The disadvantage is that MC gives no dynamics: there is no time, no diffusion coefficient, no transport. MC samples the equilibrium distribution; if you want kinetics, use MD.
Metropolis-Hastings, the asymmetric generalisation
If the proposal is not symmetric — for instance, biased toward downhill moves, or drawn from a non-uniform distribution — the acceptance must include the proposal ratio: $$ A_{i \to j} = \min!\left(1,\, \frac{g_{j \to i}}{g_{i \to j}} e^{-\beta \Delta U}\right). $$ This is the Metropolis-Hastings algorithm (Hastings, 1970).
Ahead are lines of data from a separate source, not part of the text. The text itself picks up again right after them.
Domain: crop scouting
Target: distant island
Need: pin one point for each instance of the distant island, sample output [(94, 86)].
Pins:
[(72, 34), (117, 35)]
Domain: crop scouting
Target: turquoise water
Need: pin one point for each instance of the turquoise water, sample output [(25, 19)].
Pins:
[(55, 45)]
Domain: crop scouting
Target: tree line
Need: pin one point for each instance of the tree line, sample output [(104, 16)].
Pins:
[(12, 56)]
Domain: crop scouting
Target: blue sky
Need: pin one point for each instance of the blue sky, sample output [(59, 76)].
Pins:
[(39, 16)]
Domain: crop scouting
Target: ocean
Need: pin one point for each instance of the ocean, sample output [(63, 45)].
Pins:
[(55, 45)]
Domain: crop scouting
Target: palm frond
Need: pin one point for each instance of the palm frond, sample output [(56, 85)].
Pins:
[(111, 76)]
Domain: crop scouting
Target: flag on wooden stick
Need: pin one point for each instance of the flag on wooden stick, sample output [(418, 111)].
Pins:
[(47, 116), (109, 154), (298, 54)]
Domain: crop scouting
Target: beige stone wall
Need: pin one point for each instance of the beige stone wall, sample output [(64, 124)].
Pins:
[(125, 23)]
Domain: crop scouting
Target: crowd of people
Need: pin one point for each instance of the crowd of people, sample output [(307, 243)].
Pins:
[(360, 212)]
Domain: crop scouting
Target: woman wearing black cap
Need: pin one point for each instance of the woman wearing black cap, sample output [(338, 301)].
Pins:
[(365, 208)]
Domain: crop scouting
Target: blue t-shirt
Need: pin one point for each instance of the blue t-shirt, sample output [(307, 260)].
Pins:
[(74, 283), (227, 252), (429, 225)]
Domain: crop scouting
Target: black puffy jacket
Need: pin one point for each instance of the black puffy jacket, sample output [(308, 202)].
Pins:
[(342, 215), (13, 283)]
It is the engine underneath modern Markov-chain-Monte-Carlo samplers (HMC, NUTS in PyMC, parallel tempering), and — relevant for Chapter 11 — underneath the Thompson sampling and acquisition-function machinery used in Bayesian optimisation, where the "energy" \(\beta U\) is replaced by a negative log-posterior.
What we have¶
A precise vocabulary for what each MD ensemble samples, and for what quantities each ensemble gives most cleanly. The next two sections build on this: free energies (§8.2) require sampling that interpolates between ensembles or potentials, and transport coefficients (§8.3) come from equilibrium fluctuations of currents rather than of state variables.